Governed

Alignment confirmed with the doctrine.

Agent Architecture Review, Validation snapshot

Evaluated 10 May 2026 against the AI Design Blueprint doctrine

Emerging

Status: Aligned

74/100

Grade C

10 aligned

Blueprint Readiness measures doctrine alignment, not runtime correctness. A production-ready verdict means the architecture embodies the 10 principles; it does not run your tests or types. Layer it on top of your test suite, not in place of it.

Per-principle verdicts

The submission is an autonomous invoice-payment workflow with load-bearing primitives for delegation, approval gating, auditability, perceptible background state, steering, retry, and reconciliation. The iteration-6 terminal-status logic now derives completion from the whole task projection, so the previously described false-COMPLETED path is closed in the reviewed code.

Iteration history

5 prior runs on this artifact. Each run_id opens its own readiness review.

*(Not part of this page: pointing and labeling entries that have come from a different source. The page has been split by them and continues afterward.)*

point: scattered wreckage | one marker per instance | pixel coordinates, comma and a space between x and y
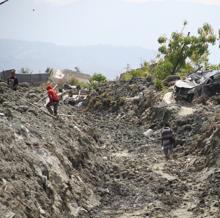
197, 84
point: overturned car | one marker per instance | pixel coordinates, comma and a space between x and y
197, 84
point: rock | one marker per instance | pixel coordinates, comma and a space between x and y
22, 108
24, 84
148, 133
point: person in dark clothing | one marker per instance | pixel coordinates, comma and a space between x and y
168, 141
13, 81
54, 100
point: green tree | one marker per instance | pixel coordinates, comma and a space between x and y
25, 71
182, 50
98, 77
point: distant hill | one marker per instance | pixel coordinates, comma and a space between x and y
110, 60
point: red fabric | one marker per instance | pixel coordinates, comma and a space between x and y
52, 94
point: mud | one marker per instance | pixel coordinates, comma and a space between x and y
97, 162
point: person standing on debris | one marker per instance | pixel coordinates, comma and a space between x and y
168, 141
13, 81
53, 100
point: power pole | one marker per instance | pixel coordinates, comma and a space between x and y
1, 3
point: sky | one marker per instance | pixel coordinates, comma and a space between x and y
112, 22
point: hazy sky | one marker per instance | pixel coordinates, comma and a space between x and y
115, 22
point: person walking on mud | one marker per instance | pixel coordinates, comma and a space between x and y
13, 81
168, 141
53, 100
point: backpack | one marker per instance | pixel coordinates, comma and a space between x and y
166, 133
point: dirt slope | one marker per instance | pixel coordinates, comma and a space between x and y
99, 163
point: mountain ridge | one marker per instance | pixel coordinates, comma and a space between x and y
107, 59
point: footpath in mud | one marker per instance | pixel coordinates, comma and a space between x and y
141, 183
98, 163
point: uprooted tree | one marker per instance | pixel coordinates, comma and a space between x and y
183, 53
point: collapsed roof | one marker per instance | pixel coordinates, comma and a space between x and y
195, 79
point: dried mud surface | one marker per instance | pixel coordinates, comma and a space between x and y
97, 162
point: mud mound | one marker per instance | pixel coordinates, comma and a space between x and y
48, 166
121, 96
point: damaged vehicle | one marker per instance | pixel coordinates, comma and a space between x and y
196, 85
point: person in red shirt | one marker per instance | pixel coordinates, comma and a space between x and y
54, 100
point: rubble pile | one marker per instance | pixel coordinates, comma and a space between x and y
48, 167
106, 160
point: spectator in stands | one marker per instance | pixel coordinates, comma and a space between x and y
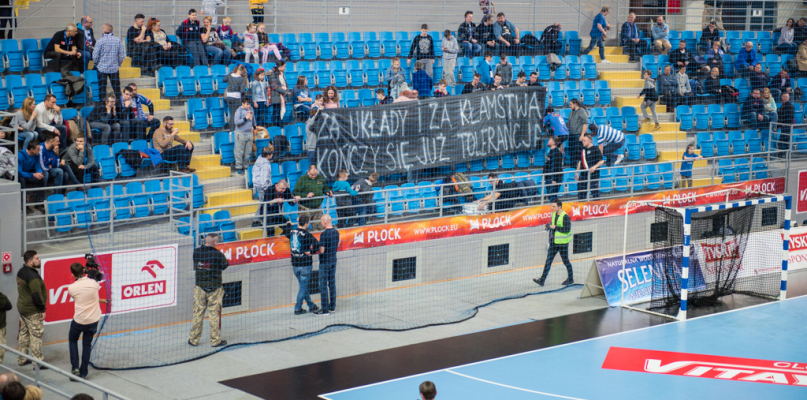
244, 122
578, 126
208, 293
553, 169
422, 50
505, 69
49, 118
81, 160
508, 36
328, 244
588, 172
87, 311
142, 120
468, 36
213, 44
661, 33
85, 31
422, 82
650, 94
262, 178
598, 33
683, 88
476, 85
137, 43
331, 97
395, 77
302, 97
279, 91
770, 104
32, 300
383, 98
714, 57
549, 39
754, 111
746, 60
108, 57
191, 37
686, 166
258, 88
709, 35
65, 46
30, 173
681, 57
312, 186
25, 122
365, 197
632, 43
450, 50
237, 84
609, 140
164, 137
303, 245
427, 389
442, 89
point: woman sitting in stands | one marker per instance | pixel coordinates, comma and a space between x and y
331, 97
164, 52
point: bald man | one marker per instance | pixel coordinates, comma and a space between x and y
328, 244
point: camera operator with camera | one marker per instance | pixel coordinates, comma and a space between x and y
87, 312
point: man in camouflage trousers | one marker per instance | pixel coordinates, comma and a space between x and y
31, 301
208, 293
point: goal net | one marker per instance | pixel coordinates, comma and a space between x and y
712, 251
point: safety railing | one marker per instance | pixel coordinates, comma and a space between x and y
106, 394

Scores can move up or down between iterations: the validator's reasoning is not strictly deterministic, so the same artifact can score differently across runs. The per-principle deltas below show the substantive change.

When	Score	Tier	Run ID
10 May 2026 (this run)	74 / C	Emerging	dd3a9348…
10 May 2026	74 / C	Emerging	b4799966…
10 May 2026	74 / C	Emerging	7e9bc0f6…
10 May 2026	60 / C	Emerging	15aa9649…
10 May 2026	30 / F	Draft	b8d61c00…
10 May 2026	0 / F	Draft	ac64d7d9…

Cert downgraded to emergingAttempt 1/3

Downgrade: the submitted bank adapter fabricates transfer and reconciliation success, and `_submit_one()` records tasks as `SUCCEEDED`, so a production user could be told invoices were paid when no external bank call occurred.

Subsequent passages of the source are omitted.